NININGER, SEPTEMBER 28, 1864
My dear Madison
…Madison, why do you talk to me so about my patriotism? I do not want to be any more patriotic then I now am. I have been willing to make almost any sacrifice to have the north gain her part in this awful contest. Fore three years you know I have waited patiently, have always tryed to look on the bright side. But “patience will cease to be a virtue” some times & how can one help it?…You cannot expect me to love this country as you do, nor feel willing to sacrifice that that I would not be willing to sacrifice for my own country. Could I vote I would be just as anxious to vote for Lincoln as you are….
from your loving wife Lizzie
LITTLE ROCK, OCTOBER 26, 1864
My Patriotic Wife:
Yours of Oct. 8th I received to-day. You sign yourself as my “unpatriotic wife.” I object to that in toto. I never intended to intimate that you were unpatriotic—I never thought so, even. A heart so true as yours, could not possibly hold sentiments other than patriotic. I only wished you to be less doubting, more encouraged in regard to our cause.
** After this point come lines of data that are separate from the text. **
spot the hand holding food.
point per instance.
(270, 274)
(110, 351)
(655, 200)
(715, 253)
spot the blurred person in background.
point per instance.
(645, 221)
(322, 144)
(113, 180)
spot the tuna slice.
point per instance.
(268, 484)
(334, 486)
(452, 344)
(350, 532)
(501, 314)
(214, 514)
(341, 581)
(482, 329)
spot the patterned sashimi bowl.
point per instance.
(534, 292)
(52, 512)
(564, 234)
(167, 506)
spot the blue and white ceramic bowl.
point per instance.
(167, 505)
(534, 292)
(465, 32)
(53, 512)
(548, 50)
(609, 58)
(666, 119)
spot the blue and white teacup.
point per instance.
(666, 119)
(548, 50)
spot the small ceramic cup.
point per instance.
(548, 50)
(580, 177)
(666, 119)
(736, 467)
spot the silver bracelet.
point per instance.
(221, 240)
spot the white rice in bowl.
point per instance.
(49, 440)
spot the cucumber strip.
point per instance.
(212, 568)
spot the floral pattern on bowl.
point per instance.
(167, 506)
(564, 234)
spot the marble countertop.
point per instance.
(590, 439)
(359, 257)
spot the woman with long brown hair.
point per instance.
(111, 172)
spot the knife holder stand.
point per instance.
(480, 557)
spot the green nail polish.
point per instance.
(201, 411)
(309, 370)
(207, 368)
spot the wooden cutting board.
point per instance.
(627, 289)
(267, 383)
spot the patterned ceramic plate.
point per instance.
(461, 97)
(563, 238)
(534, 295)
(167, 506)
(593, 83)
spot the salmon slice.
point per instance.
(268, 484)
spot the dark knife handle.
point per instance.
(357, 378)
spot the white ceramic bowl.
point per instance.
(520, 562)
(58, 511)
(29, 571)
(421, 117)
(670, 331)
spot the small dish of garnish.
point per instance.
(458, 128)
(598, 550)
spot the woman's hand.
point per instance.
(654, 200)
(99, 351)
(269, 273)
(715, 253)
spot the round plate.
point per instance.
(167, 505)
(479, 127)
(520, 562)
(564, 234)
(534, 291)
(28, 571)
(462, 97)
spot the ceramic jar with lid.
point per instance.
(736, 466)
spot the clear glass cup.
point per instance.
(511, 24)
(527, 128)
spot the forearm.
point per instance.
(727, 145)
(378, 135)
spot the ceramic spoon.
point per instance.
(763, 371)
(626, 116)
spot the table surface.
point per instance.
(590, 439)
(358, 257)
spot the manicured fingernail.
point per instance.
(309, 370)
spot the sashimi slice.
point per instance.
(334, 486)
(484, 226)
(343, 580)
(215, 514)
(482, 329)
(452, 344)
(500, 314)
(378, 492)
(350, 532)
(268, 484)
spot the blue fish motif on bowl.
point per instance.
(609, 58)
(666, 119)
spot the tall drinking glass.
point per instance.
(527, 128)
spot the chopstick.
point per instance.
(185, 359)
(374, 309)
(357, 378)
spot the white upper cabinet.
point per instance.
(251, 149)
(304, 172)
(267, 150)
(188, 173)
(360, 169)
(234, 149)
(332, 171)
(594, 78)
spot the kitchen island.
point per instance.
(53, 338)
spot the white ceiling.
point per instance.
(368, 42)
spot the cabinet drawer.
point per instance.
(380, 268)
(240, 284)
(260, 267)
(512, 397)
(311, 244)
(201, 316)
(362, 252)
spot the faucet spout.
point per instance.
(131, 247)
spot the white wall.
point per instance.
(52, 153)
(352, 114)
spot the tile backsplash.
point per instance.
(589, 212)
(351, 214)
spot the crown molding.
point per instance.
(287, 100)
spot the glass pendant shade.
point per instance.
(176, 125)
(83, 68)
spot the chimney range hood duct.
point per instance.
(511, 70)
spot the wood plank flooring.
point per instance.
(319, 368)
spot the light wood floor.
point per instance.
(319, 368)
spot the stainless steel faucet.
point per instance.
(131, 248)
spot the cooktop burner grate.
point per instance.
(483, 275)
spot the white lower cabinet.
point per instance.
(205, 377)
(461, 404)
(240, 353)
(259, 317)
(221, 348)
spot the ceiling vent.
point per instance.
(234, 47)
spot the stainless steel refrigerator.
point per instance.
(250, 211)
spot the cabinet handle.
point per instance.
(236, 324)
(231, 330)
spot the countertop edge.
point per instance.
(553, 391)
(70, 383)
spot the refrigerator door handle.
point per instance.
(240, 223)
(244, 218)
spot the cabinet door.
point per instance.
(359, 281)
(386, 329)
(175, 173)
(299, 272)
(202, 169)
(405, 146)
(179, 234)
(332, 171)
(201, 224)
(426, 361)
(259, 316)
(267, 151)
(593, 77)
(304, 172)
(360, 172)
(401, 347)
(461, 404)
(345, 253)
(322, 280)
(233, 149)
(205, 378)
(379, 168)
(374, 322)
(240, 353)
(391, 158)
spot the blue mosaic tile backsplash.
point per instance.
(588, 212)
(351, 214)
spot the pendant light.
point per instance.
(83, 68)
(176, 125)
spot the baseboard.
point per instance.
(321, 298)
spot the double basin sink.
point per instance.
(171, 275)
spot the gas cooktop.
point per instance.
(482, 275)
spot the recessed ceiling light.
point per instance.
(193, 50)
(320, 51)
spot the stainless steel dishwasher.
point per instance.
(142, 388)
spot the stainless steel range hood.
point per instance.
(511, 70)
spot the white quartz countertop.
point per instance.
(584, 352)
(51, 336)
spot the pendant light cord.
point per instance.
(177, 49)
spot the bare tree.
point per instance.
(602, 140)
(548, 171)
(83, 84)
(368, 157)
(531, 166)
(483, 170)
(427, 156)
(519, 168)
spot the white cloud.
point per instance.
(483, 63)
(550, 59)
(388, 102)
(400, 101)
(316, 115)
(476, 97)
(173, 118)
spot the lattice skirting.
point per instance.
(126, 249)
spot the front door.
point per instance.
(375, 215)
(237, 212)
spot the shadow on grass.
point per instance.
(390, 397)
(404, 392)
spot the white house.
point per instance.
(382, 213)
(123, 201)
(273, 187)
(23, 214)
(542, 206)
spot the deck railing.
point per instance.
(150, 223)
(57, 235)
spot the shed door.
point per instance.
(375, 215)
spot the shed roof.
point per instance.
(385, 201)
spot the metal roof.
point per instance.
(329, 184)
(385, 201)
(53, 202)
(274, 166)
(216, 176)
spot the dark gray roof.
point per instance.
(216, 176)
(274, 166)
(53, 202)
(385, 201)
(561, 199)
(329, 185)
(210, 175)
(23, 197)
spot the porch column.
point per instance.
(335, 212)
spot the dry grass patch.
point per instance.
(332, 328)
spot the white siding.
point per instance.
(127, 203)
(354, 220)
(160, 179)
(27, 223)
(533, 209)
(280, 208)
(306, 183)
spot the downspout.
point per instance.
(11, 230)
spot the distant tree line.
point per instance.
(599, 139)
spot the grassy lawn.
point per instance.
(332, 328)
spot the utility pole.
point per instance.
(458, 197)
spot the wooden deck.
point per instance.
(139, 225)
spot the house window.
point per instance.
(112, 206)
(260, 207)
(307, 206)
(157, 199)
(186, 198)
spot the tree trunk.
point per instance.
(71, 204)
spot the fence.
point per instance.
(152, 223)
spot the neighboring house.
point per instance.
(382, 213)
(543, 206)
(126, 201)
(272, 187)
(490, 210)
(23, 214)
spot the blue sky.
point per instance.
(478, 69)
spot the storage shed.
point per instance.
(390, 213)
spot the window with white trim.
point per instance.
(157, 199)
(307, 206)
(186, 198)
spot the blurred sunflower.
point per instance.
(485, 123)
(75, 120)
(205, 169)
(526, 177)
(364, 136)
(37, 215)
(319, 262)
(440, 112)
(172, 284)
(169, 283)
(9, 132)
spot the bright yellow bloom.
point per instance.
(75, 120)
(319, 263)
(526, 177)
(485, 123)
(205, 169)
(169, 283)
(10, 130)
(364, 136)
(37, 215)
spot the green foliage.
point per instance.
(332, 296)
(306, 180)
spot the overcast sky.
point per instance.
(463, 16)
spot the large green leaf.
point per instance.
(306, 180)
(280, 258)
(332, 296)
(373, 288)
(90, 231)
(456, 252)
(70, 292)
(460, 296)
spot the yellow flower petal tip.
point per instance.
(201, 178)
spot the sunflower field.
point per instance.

In the army, courage, confidence, and hope prevail; while at the north are found many grumblers and traitors; also many who are easily discouraged and who permit themselves to make discouraging expressions…I thought by the tone of one of your letters that you felt discouraged. I want you to be full of hope and confidence as long as we have a cause to fight for….
Ever your Madison
NININGER, MAY 14, 1865
Dear Husband
…Oh! how glad I am that the war is so near ended. Hope it will not be long till we will see all the soldiers in their old homes again….
[Written across the last page: “Papa, I want you to come home just as soon as the war is ended. Victoria.”]
But by June 1865, Madison had still not returned home, and Lizzie worried he might remain in the Army for good. Madison wrote often, promising to come home but explaining he could not return until he was mustered out. In the end, Lizzie and Victoria joined Madison, who served as an agent of the Freedmen’s Bureau through early 1866, when they all finally returned to Minnesota. n
The complete story of Lizzie and Madison Bowler is told by Andrea R. Foroughi in Go If You Think It Your Duty: A Minnesota Couple’s Civil War Letters (Minnesota Historical Society Press, 2008).
Susannah Ural is the Blount Professor in Military History at the University of Southern Mississippi. Her latest book, Don’t Hurry Me Down to Hades: The Civil War in the Words of Those Who Lived It, tells the story of the Civil War through the experiences of families like the Bowlers.